Color Formulas in Branding
Companies use brand color formulas to create a cohesive visual identity that resonates with their target audience and strengthens brand recognition. These formulas consist of previously defined color codes. There are several different color formulas available to companies to achieve success. It’s crucial for companies to make intentional choices that work well together with all the other elements of their branding.
Defining the brand
Defining a brand’s personality and values is crucial before considering brand colors. Companies must establish their brand’s main goal and purpose, as well as the emotions they want to elicit in their customers. They should brainstorm descriptive adjectives, values, and messages that align with their brand. This understanding creates a strong foundation for selecting colors that represent the brand’s personality.
Color psychology delves into the impact of colors on mood, behavior, and perception. To make informed decisions, companies should acquaint themselves with this field. One method for gaining insights on color psychology is by reading books and studies on the subject. Alternatively, they can collaborate with professional design teams to improve their choices.
Choosing a primary color is crucial for a brand’s identity. The color should reflect the brand’s personality and resonate with the target audience. With knowledge of color theory and psychology, companies can make a lasting impact by selecting the right hue.
Secondary colors are essential in supporting a brand’s identity by adding depth and dimension to the color scheme. They are used to highlight accents, backgrounds, and typography, creating a harmonious color palette that tells the brand’s story. Companies can select up to three colors that complement the primary color to create a seamless combination, resulting in a visually appealing brand image.

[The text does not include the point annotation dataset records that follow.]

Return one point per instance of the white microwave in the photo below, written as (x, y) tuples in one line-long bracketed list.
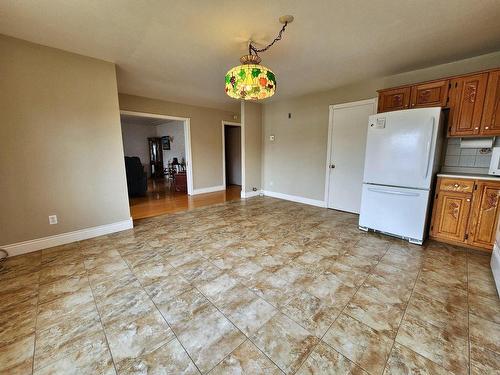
[(495, 162)]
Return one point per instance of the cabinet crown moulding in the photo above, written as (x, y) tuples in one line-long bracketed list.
[(472, 101)]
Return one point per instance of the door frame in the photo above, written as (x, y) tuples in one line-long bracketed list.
[(187, 140), (331, 108), (242, 148)]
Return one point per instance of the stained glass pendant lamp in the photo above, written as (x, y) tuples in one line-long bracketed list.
[(250, 80)]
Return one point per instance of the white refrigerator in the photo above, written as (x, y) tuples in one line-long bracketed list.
[(403, 150)]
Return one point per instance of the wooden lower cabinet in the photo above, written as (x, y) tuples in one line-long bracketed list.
[(463, 217), (451, 216), (484, 214)]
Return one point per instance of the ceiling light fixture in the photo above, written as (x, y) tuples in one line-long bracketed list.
[(252, 81)]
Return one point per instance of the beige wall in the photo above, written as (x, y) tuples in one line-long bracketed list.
[(206, 134), (295, 162), (60, 142), (251, 119)]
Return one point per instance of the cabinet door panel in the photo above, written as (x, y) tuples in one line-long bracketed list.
[(484, 214), (466, 104), (491, 112), (432, 94), (394, 99), (451, 213)]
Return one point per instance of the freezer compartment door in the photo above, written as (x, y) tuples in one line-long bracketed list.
[(400, 148), (398, 211)]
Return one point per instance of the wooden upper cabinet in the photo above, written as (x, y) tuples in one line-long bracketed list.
[(451, 214), (466, 104), (484, 214), (433, 94), (394, 99), (491, 113)]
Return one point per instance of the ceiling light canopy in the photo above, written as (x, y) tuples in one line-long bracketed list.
[(250, 80)]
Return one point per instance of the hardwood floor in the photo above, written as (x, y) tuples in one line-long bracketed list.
[(162, 199)]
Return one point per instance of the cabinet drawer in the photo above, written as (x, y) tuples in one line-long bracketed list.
[(456, 185)]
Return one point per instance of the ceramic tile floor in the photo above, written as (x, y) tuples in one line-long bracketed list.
[(261, 286)]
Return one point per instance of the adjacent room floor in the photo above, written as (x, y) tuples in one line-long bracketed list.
[(161, 198), (261, 286)]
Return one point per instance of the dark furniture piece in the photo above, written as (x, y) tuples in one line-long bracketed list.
[(137, 180), (180, 182), (156, 157)]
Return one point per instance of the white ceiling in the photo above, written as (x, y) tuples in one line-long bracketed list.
[(180, 50)]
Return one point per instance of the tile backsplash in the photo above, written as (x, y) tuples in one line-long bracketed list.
[(466, 160)]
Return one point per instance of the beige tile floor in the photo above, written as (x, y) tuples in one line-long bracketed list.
[(257, 287)]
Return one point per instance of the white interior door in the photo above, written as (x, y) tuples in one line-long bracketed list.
[(348, 128)]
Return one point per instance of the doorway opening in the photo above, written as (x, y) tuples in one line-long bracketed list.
[(157, 151), (232, 153)]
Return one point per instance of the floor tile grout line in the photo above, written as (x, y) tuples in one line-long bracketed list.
[(342, 312), (403, 317), (247, 337), (100, 320), (36, 316), (159, 311)]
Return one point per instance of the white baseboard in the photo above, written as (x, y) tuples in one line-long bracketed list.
[(295, 198), (210, 189), (250, 194), (64, 238)]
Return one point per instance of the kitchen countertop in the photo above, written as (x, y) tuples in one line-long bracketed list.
[(473, 176)]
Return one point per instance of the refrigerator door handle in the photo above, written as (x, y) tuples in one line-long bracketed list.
[(393, 192), (428, 148)]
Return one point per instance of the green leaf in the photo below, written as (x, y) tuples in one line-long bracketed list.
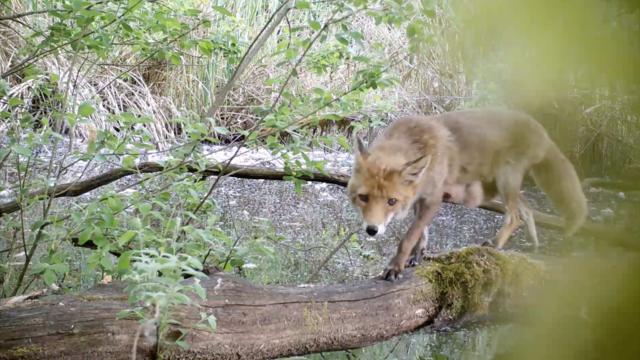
[(126, 237), (49, 277), (22, 150), (129, 162), (205, 47), (315, 25), (303, 4), (105, 262), (144, 208), (341, 39), (222, 10), (14, 102), (124, 262), (60, 268), (175, 59), (85, 109), (115, 204)]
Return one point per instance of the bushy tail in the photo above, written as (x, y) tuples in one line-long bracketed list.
[(557, 177)]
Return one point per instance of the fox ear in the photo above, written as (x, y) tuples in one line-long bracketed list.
[(414, 169), (361, 150)]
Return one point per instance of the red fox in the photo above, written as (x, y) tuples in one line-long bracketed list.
[(468, 155)]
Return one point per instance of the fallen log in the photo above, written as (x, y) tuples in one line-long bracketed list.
[(261, 322), (248, 172)]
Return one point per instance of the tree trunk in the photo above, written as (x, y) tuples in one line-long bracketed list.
[(260, 322)]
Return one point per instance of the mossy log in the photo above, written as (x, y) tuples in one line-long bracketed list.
[(260, 322)]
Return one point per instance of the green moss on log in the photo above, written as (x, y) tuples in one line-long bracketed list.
[(471, 280)]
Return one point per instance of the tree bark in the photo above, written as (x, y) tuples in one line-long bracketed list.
[(261, 322)]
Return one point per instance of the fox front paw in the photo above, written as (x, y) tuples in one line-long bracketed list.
[(414, 260), (392, 272)]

Testing brand colors on various platforms is crucial once a company chooses them. These colors should be applied across the company’s website, social media pages, business cards, packaging, and all marketing materials for consistency and visibility. Brands can perform split testing on different color variations to determine which ones result in the most conversions.
Examples of different color formulas
There are some brands that only use a single color in their branding, such as Nike. The company chose black as its primary color, and it’s become a recognizable signature for consumers worldwide. Some brands use two colors for their branding, such as Coca-Cola. The company’s main color is red, while white is the accent color, used for the logo. White complements red, the primary color. Then, there are brands like FedEx, that use three colors, a primary, a secondary, and then a third, accent color. The last color should always complement the first two. Finally, some brands decide to use four colors in their brandings, which is simply an additional accent color. A great example of this is Microsoft, and all colors complement each other.